Building approvals fall significantly in Australia, back to 2013 levels, official data shows
Building approvals in Australia have reached their lowest for five years, down 23.7% in the final quarter of 2018, new figures show.
This was led by a 40.1% fall in approvals for apartments while house approvals also fell, down by 7.8%, according to the data from the Australian Bureau of Statistics (ABS).
Tim Reardon, principal economist of the Housing Industry Association (HIA), pointed out that this means that home building approvals are now back to where they were in 2013, with the fall acceleration towards the end of 2018.
‘The boom in approvals of apartments is now over. Apartment approvals averaged almost 30,000 per quarter for the three years of 2015 to 2017, in stark contrast to the 17,778 record for the fourth quarter,’ he said.
‘This weak result is the consequence of a range of measures including punitive rates of tax on foreign investors, record supply of apartments, falling house prices and the credit squeeze. The credit squeeze that is impacting the market at the moment has accelerated the slowdown in approvals,’ he explained.
He also pointed out that HIA research has found that the time taken to gain approval for a loan to build a new home has risen significantly from around two weeks to more than two months.

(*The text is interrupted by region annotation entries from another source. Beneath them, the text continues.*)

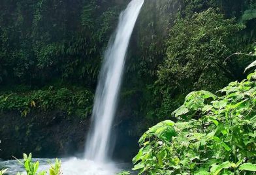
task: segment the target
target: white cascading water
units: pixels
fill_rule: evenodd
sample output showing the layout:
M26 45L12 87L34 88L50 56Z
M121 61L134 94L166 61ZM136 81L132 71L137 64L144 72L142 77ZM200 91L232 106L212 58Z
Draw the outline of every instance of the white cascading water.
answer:
M115 39L104 55L93 111L93 126L88 135L86 158L97 162L108 159L111 127L123 71L125 54L144 0L133 0L121 12Z
M94 100L92 126L88 133L85 159L64 162L64 175L110 175L120 164L109 159L111 129L131 35L144 0L132 0L121 13L118 28L108 43ZM122 168L121 168L121 169Z
M122 170L123 165L108 160L111 127L116 112L125 54L136 20L144 0L132 0L121 12L114 40L108 43L99 76L93 111L92 127L89 133L85 159L62 159L63 175L114 175ZM54 160L52 160L54 161ZM48 160L40 159L41 167L49 168ZM5 167L10 163L3 162ZM16 166L13 163L10 165ZM20 171L20 166L10 167L10 174ZM16 170L16 171L15 171Z

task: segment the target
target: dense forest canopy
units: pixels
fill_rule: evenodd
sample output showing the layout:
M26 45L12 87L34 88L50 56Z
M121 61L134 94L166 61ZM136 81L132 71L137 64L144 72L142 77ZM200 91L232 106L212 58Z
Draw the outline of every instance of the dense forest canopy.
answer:
M31 131L37 130L38 114L61 112L52 121L88 123L104 52L129 2L0 1L0 139L8 135L5 116L12 112L28 122L12 133L25 133L19 141L38 155L45 148L27 146L35 140ZM189 92L214 93L244 79L255 42L255 0L146 0L130 41L115 126L138 137L160 121L177 120L172 112Z

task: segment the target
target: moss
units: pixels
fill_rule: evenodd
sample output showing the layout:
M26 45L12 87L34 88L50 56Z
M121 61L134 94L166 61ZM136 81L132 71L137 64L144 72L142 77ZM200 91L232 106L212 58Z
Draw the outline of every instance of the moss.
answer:
M48 112L57 109L85 118L91 112L93 99L90 91L78 88L54 89L51 86L45 90L2 93L0 111L20 111L25 116L32 110Z

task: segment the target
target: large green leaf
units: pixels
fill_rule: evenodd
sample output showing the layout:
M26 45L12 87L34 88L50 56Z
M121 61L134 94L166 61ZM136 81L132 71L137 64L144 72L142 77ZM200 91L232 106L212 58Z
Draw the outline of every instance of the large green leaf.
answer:
M239 170L256 172L256 164L252 164L251 163L244 163L239 167Z

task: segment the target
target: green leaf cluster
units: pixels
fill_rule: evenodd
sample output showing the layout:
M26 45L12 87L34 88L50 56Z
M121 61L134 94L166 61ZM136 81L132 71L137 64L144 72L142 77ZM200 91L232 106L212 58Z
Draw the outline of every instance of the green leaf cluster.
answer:
M19 111L25 116L32 110L49 112L57 109L85 118L91 114L93 95L86 89L50 87L45 90L0 95L0 111Z
M256 172L256 72L214 95L197 91L150 128L133 161L139 174L253 174Z
M37 161L36 163L33 163L32 161L32 154L29 153L27 156L25 153L24 153L24 159L23 163L20 160L17 159L17 161L24 166L27 175L46 175L46 171L41 171L38 172L38 169L39 167L39 162ZM49 175L61 175L61 161L59 161L56 159L55 161L54 165L51 165L51 167L49 169ZM18 172L17 175L22 175L24 174L21 174Z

‘Policy makers and lenders alike need to be cognisant that ordinary home buyers are now facing blowouts in loan processing times and also much greater rates of flat out loan rejection,’ said Reardon.
‘The slowdown in approvals will flow through to a slowdown in building activity on the ground later this year. We’ve long been anticipating the current downturn in new home building, but there is a risk it could develop more quickly and strongly than expected,’ he added.
‘In particular policy makers and lenders will need to respond judiciously to the pending release of the Banking Royal Commission’s recommendations,’ he concluded.
A breakdown of the figures show that approvals in December 2018 fell in Tasmania by 24.3%, were down by 21.3% in the Australian Capital Territory, down 8.6% in New South Wales, down 8.1% in Victoria and down by 5.8% in Queensland.
But approvals increased by 5.6% in South Australia, by 1.1% in Western Australia and by 1.7% in the Northern Territory.